Joseph Mounier reçut les hautains complimens du Premier Consul :… « Je vous félicite d’avoir justifié l’excellente opinion que j’avais conçue de vous. » Aussi, mis en goût de police par un si beau succès, le préfet d’Ille-et-Vilaine s’appliqua-t-il, plus tard, à éventer d’autres conjurations ; il en découvrit, même en imagina, et, très en faveur désormais, fut nommé conseiller d’État. Intègre et formaliste, il conserva jusqu’à sa mort son bel honneur de Constituant.

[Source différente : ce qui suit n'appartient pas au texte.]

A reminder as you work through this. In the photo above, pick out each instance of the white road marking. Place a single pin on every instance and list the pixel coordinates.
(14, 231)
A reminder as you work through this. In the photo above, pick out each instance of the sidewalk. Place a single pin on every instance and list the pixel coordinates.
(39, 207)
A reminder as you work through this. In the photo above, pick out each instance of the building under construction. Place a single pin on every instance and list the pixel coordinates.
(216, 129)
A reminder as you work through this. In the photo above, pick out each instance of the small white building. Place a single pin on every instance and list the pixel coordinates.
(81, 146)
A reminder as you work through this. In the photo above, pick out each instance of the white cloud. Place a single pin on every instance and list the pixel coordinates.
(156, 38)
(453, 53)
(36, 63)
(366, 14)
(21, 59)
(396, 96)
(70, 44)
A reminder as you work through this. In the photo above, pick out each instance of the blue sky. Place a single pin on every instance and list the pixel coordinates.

Beaucoup moins ingénu, Fouché le terroriste ne put, malgré ses finasseries, recouvrer la confiance de son maître. Quatre mois après l’instruction du complot des libelles, il fut brutalement révoqué. Cambacérès reçut la mission délicate de lui apprendre sa disgrâce, et de chercher à savoir ce qu’il désirait obtenir. De l’argent ! fit comprendre Fouché. Bonaparte le nomma aussitôt sénateur, et gratifia cet insatiable d’une somme de douze cent mille francs, — d’ailleurs, simple goutte d’eau jetée à un gouffre ! Mais ce ne fut pas Dubois qui recueillit la succession du jacobin cassé aux gages. Le ministère de la Police fut réuni à celui du Grand Juge, le « gros juge, » comme on nomma dans le populaire l’obèse et lourdaud Régnier. Il s’acquitta fort mal de son emploi, étant très honnête homme. Dans les bureaux de la rue des Saints-Pères on pesta contre la décision nouvelle, et l’on s’y lamenta, car Patrice et Desmarets faillirent sombrer en ce naufrage. Fouché transporta donc dans un appartement de la rue Basse-du-Rempart le lit conjugal, sa nichée d’enfans, ses soirées de boston et de loto, — ses intrigues aussi. Là, résigné en apparence, et affectant une vie de patriarche, il ne cessa de miner les voies de son successeur, de lui filouter ses mouchards, de fabriquer ainsi des complots, partant de les découvrir et de les dénoncer. « Prenez garde ! murmurait-il à l’oreille de Napoléon ;… des poignards voltigent dans l’air ! Je les vois ; je les sens ! » Il l’effraya si bien que, deux années plus tard, le génial coquin faisait reconstituer la police, et, ministre à nouveau, rentrait en triomphateur dans l’hôtel du quai Voltaire. Nous le reverrons à l’œuvre, en de prochains récits.